The recommendations of Jaskolski et al. (2007) concerning relative weighting of diffraction and geometric terms appear to have arisen from a failure to make the important distinction between on the one hand the standard uncertainty (SU, σ) of an individual geometric restraint (or its RMS value), which is related to the weight of the restraint (weight = 1/σ²), and on the other the root-mean-square deviation (RMSD) of the values calculated from the parameters of the refined atomic model for a set of geometric restraints from their respective ideal values. The sole rationale for their recommendation of a target RMSD for bond lengths of around 0.02 Å (apparently independent of resolution cutoff, except at very high resolution, i.e. 1.5 Å or higher, where they suggest that the target RMSD may be increased to around 0.03 Å) is that this is the RMS value of the SUs, taken over the same set of ideal values for which the RMSDs have been calculated. They identify RMSDs several times smaller than the `recommended library values' (i.e. presumably referring to the RMS values of the SUs) as a problem to be corrected. In reality no such problem exists because the RMS SU and the RMSD are in general only very loosely related quantities: the RMS SU is only the approximate upper limit of the RMSD, the lower limit being zero. The results presented here show that the apparently low values for the bond-length RMSD obtained by some refinement programs, particularly those that make optimal use of cross-validation statistics, are actually much closer to the optimal values based on an objective analysis of the data, although the authors' conclusion that there is much room for improvement of refinement software in this area is clearly apposite.

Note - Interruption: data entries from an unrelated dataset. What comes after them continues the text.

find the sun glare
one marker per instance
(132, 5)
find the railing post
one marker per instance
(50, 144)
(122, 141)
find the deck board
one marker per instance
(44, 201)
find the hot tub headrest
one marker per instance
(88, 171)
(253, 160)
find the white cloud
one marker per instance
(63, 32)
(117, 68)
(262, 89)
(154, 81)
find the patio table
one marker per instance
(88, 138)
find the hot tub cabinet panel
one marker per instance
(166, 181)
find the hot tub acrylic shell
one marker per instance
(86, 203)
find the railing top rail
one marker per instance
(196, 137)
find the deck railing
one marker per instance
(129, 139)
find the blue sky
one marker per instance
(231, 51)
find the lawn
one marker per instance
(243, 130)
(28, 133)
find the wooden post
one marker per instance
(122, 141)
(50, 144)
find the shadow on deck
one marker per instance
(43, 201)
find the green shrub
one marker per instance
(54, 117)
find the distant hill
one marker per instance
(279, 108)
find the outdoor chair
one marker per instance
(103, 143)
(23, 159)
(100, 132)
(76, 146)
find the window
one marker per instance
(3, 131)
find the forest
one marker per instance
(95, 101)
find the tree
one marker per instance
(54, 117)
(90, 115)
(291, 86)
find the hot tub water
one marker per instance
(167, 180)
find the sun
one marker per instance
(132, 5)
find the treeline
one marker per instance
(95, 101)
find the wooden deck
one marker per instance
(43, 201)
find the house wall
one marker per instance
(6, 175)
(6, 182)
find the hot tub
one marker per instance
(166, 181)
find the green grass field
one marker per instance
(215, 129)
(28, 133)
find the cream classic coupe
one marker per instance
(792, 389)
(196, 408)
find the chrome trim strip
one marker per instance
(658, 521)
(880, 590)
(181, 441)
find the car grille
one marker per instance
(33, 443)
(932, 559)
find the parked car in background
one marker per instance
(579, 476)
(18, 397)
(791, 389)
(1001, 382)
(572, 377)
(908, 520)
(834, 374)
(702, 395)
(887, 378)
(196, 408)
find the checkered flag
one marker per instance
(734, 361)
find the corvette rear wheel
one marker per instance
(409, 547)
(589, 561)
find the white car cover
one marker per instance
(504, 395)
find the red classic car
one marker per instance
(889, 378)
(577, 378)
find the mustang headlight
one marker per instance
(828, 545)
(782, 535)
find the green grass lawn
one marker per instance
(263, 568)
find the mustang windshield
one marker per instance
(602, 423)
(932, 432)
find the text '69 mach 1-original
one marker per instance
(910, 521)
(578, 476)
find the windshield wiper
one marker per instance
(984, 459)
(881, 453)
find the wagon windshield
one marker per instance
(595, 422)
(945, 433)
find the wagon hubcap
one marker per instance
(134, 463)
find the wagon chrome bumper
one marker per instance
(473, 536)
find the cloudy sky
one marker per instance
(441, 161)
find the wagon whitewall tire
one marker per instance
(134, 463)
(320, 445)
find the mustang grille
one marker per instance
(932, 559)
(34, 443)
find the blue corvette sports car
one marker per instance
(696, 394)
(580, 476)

In the fitting of parameters to a functional model by maximization of the posterior probability (3), it is well known (Cruickshank, 1999 , 2001 ) that the overall mean-square deviation is always a biased (under-) estimate of the overall mean-square SU value by the factor N_dof/N_obs, where N_obs is the total number of observations including restraints and N_dof is the number of degrees of freedom (= N_obs − N_var, where N_var is the number of fitted variable parameters). In the limit when N_dof tends to zero (i.e. when N_obs becomes less than N_var in the limiting case where there is no diffraction data), so will the RMSD, whereas of course the SUs remain constant at the values fixed a priori, independent of resolution cutoff. Furthermore, Tickle et al. (1998a) gave a formal proof that the mean-square deviation of any individual component of the posterior probability function [e.g. the bond-length restraint term in (3)] must also underestimate the mean-square SU value of that component by a factor that depends on the inverse of the Hessian (second derivative) matrix; however, a quantitative estimate of the magnitude of the effect requires calculation of the full Hessian matrix (i.e. including all components of the posterior probability function) and this is not yet a routine operation in macromolecular refinement.

The RMSD is not in any case the most appropriate statistic to use in this context, simply because as already indicated the SU values vary significantly according to the bond type so that deviations can only be sensibly compared or summed if divided first by the corresponding SU. More formally, the prior probability is a function of the ratio (deviation from ideal value)/SU (also known as `Z score' or `normal score'), so the appropriate statistic to use is the root-mean-square Z score (RMSZ). This will have asymptotic values of zero (low resolution) and unity (high resolution) and will naturally vary monotonically between these limits as a function of resolution. Use of RMSZ in place of RMSD enables a meaningful comparison of statistics for structures containing different proportions of bond and angle types. Hooft et al. (1996 ) were the first to implement RMSZ for this purpose in their WHATCHECK structure-validation software; unfortunately, it is used there in a completely inappropriate manner by generating warning or error messages if an RMSZ value falls significantly below unity (WHATCHECK does claim that this is only a problem at high resolution).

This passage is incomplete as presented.